The shelter has faced challenges, from a months-long search for a location to needing approval from city council.
“This is not a good situation,” said Mayor Charlie Clark.
“I understand there’s questions about this temporary shelter and some finalization that needs to happen around the program and security and some of those things, but we don’t have the luxury of time.”
Supporters of the shelter spoke at the meeting. Saskatoon-based Sanctum runs care homes for the city’s most vulnerable.
Their executive director said between the pandemic and changes to the Saskatchewan Income Support (SIS) program, more and more people are needing help.
“Just yesterday I had to advise my outreach staff to send a woman who was eight months pregnant to the hospital,” said Katelyn Roberts
“Not because she was sick or in labour but because she was homeless with nowhere to go.”
She said this isn’t a one-time occurrence; the week prior her team had to take similar measures for two pregnant women.
Shelters across the city have said they are at capacity most nights, and sometimes have to turn people away.
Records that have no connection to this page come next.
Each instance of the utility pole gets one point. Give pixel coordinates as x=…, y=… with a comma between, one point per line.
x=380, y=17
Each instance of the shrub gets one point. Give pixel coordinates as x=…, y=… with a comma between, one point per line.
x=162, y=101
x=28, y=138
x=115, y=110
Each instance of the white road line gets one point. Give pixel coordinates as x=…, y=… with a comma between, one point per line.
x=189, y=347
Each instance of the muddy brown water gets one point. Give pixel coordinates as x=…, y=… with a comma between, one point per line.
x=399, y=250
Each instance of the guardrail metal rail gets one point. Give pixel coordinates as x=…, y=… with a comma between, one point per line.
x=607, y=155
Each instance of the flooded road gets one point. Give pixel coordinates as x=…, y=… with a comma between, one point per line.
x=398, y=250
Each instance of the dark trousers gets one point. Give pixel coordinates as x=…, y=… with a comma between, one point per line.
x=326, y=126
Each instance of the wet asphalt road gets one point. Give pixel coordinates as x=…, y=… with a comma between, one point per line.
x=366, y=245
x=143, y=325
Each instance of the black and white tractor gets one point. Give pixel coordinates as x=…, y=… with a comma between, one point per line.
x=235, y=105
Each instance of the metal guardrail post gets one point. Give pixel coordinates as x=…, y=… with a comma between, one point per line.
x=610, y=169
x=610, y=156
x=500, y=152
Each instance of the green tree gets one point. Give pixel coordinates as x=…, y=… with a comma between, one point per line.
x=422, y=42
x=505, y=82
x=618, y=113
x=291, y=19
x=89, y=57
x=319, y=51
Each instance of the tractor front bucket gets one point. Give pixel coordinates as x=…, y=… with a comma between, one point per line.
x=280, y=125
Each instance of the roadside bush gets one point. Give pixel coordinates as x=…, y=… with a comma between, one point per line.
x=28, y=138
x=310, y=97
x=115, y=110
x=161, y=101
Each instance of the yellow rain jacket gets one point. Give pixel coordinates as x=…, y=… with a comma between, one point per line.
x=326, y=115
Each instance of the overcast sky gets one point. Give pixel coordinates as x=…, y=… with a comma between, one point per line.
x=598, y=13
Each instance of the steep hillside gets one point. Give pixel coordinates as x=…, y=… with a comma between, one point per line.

The tribal council said their 24/7 shelter will focus on giving people trauma-informed support like mental health and addictions services.
They’ll have three meals a day, laundry facilities, and ultimately somewhere designed to feel like home.
“(They can) have a normal evening like a normal family does,” said Arcand.
“They can go and make a sandwich in the fridge or make their own coffee, they’ll have their own little private rooms — it’s kind of like, in my view, an oasis compared to them living on the street.”
The tribal council is getting some money from the city and other community organizations. They also have some funds of their own.
They have also received donations from the community.
They’ve applied to the federal government for a $1.4-million grant to help run the space until the end of April. In previous interviews, the STC said they had enough money to run a couple months.
Arcand said they estimate it will cost around $200,000 a month to run the shelter.